How can agreed-upon funding for free associated states be optional?
To understand why and how it is that some agreed funding is discretionary, it is important to note that constitutionally funding for domestic spending on federal programs services is intended to be equally allocated to Americans in the states. In contrast, Congress and the U.S. Supreme Court have determined that discretionary spending for federal program levels can be different in each territory as determined by Congress. The same is true for the FAS under COFA, because the FAS are not states or territories, but foreign nations that can be treated the same or differently than the states or territories as agreed under COFA.
Under constitutional principles and the COFA treaty, the territories and FAS are not entitled to equal treatment with states. Instead the territories and FAS receive what is available, or, “left over,” after appropriated funds are allocated to the states. That is why, for example, as a territory Puerto Rico gets lower Social Security benefits than the Northern Mariana Islands. In the case of the FAS, that is why the U.S. could end federal programs and services without being in breach of COFA.

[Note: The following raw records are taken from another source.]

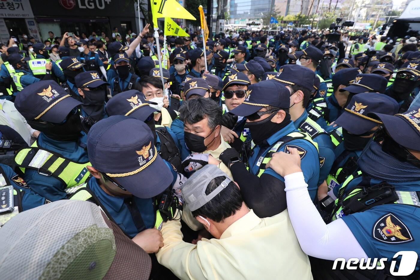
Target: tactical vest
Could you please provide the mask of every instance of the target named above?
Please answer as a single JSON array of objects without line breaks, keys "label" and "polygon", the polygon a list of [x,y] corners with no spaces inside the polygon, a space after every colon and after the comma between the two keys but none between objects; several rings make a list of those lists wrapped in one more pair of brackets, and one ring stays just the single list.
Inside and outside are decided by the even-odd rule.
[{"label": "tactical vest", "polygon": [[38,148],[37,142],[29,148],[22,148],[15,156],[15,163],[22,172],[25,169],[37,170],[39,174],[52,176],[66,186],[66,192],[71,193],[89,177],[84,163],[72,161],[55,152]]},{"label": "tactical vest", "polygon": [[49,59],[45,58],[35,58],[28,61],[28,65],[29,69],[32,71],[34,76],[36,77],[40,75],[45,75],[47,74],[45,69],[45,63],[47,61],[50,61]]},{"label": "tactical vest", "polygon": [[294,132],[289,133],[287,135],[285,135],[281,138],[267,152],[264,156],[262,160],[261,161],[259,161],[257,165],[260,167],[258,170],[258,173],[257,175],[258,177],[261,177],[264,172],[265,170],[265,166],[268,163],[270,160],[271,159],[273,154],[277,152],[277,150],[281,147],[284,144],[288,143],[292,140],[296,139],[304,139],[312,143],[318,150],[318,144],[314,142],[310,137],[307,134],[301,132]]}]

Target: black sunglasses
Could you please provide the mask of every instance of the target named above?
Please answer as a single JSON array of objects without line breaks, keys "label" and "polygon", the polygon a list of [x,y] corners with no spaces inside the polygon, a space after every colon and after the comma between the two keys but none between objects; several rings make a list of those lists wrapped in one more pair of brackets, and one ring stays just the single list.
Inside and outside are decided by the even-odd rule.
[{"label": "black sunglasses", "polygon": [[373,141],[377,143],[382,141],[382,143],[380,145],[382,146],[382,151],[400,161],[407,162],[420,168],[420,160],[414,156],[407,148],[395,142],[383,128],[380,128],[375,133]]},{"label": "black sunglasses", "polygon": [[108,181],[110,181],[114,185],[116,185],[117,187],[118,187],[118,188],[119,188],[120,189],[121,189],[123,190],[125,190],[125,191],[127,190],[125,188],[124,188],[121,185],[120,185],[119,184],[118,184],[117,182],[116,182],[115,181],[114,181],[112,179],[111,179],[110,177],[108,175],[107,175],[105,173],[102,173],[101,172],[101,174],[102,174],[102,176],[103,176],[104,177],[104,178],[105,178],[106,180],[108,180]]},{"label": "black sunglasses", "polygon": [[247,91],[245,90],[225,90],[224,93],[225,98],[228,99],[234,97],[234,94],[239,98],[242,98],[245,96]]},{"label": "black sunglasses", "polygon": [[276,109],[272,109],[266,111],[258,111],[258,112],[255,112],[253,114],[247,116],[246,118],[250,121],[255,121],[260,119],[263,115],[270,114],[272,113],[277,112],[280,109],[280,108],[276,108]]}]

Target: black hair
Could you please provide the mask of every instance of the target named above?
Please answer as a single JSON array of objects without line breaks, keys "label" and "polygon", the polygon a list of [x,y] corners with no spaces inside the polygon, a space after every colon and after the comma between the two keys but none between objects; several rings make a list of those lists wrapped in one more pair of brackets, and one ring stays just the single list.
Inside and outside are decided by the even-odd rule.
[{"label": "black hair", "polygon": [[[208,195],[226,179],[225,176],[216,177],[210,181],[206,189]],[[198,209],[192,211],[194,217],[203,216],[216,222],[223,222],[225,219],[235,214],[241,209],[244,200],[241,191],[233,182],[229,182],[226,188],[212,198],[210,201]]]},{"label": "black hair", "polygon": [[151,76],[143,76],[140,80],[140,82],[137,85],[136,89],[139,91],[142,92],[143,87],[148,87],[149,85],[153,86],[157,88],[159,88],[163,90],[163,85],[162,84],[162,81],[160,78],[153,77]]},{"label": "black hair", "polygon": [[309,100],[311,98],[311,94],[312,93],[312,90],[308,90],[306,87],[298,85],[291,85],[289,86],[291,87],[294,92],[295,92],[298,90],[301,90],[303,92],[303,103],[302,106],[304,108],[306,108],[306,106],[309,102]]}]

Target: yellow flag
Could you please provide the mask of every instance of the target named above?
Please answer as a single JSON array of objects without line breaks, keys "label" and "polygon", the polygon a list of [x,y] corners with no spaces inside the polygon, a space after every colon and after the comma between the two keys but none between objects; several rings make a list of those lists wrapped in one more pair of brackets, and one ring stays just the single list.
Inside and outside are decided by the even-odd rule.
[{"label": "yellow flag", "polygon": [[204,11],[203,11],[203,6],[200,5],[198,7],[198,11],[200,11],[200,19],[201,21],[201,29],[204,31],[203,34],[203,42],[205,44],[207,39],[209,37],[209,28],[207,26],[207,22],[206,21],[206,17],[204,15]]},{"label": "yellow flag", "polygon": [[158,26],[159,18],[171,17],[195,20],[195,18],[176,0],[150,0],[150,4],[155,26]]},{"label": "yellow flag", "polygon": [[171,18],[165,18],[165,36],[189,37],[188,34],[179,27]]}]

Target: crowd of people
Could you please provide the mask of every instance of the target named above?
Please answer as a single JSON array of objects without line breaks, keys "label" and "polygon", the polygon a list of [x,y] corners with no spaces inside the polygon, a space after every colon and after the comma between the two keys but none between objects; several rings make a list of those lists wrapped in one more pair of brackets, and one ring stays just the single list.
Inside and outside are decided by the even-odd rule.
[{"label": "crowd of people", "polygon": [[5,279],[401,279],[418,38],[149,27],[0,44]]}]

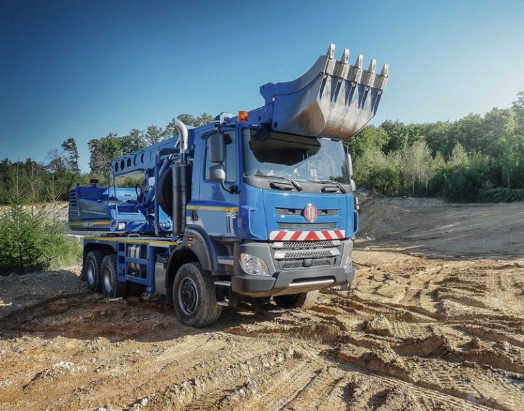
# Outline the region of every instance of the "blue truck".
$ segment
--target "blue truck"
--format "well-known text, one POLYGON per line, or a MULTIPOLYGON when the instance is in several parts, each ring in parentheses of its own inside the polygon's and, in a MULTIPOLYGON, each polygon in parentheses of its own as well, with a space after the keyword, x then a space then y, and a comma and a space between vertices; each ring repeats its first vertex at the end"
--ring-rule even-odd
POLYGON ((108 298, 165 299, 184 324, 210 325, 250 299, 311 308, 319 290, 355 276, 358 229, 343 140, 376 113, 388 78, 335 46, 296 80, 260 88, 265 104, 112 162, 107 186, 70 194, 83 276, 108 298), (116 178, 140 173, 134 188, 116 178))

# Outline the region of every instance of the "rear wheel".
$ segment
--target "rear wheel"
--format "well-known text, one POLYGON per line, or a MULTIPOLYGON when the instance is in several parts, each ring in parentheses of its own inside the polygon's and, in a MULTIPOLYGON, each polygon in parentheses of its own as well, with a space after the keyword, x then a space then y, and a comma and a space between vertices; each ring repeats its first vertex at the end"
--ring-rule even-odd
POLYGON ((299 294, 289 294, 287 295, 276 295, 274 297, 275 303, 280 308, 302 308, 309 310, 317 302, 318 298, 318 290, 300 292, 299 294))
POLYGON ((90 251, 86 258, 84 272, 88 288, 93 292, 102 291, 102 260, 105 254, 102 251, 90 251))
POLYGON ((109 254, 102 260, 102 288, 107 298, 127 295, 127 283, 116 279, 116 256, 109 254))
POLYGON ((198 262, 185 264, 176 272, 173 304, 180 321, 197 328, 211 325, 222 313, 213 277, 198 262))

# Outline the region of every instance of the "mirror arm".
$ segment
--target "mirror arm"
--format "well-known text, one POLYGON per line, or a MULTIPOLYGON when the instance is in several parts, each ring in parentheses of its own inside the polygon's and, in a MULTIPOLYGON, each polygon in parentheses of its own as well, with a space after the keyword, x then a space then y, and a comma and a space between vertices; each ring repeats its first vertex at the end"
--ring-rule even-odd
POLYGON ((237 190, 238 190, 238 187, 237 186, 231 186, 231 187, 228 187, 226 186, 224 180, 220 180, 220 184, 222 184, 222 188, 227 191, 229 194, 235 194, 237 192, 237 190))

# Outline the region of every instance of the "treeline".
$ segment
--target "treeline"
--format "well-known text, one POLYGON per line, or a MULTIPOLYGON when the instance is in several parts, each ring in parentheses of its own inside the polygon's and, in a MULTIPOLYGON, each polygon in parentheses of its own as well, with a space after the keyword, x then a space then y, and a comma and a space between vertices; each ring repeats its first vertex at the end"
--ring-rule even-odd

Indeed, even as to “mandatory” federal budget spending under any free association agreement based on sovereignty of the FAS, the U.S. could fail to provide assistance that is a promise, commitment and obligation of the U.S. under COFA, and the only remedy for the FAS government would be to terminate COFA! That would trigger a phased transition to full independence with phased reduction of U.S. economic and financial assistance.
The original COFA as proposed by President Reagan in 1984 and approved by Congress in 1986 included a pledge of the “full faith and credit” of the United States for more economic assistance sector grants and commitments under COFA classified as “permanent indefinite appropriations.” That feature was eliminated by State Department in 2003 COFA negotiations, and restoration would be contrary to that legal precedent.
Lessons for Puerto Rico
As former “commonwealth” supporters increasingly consider free association as something close to the “enhanced commonwealth” which the federal government has repeatedly spurned, it’s important to recognize that compacts of free association are treaties between two independent nations. Either side can change or end the relationship at will. That’s the “free” part of “free association.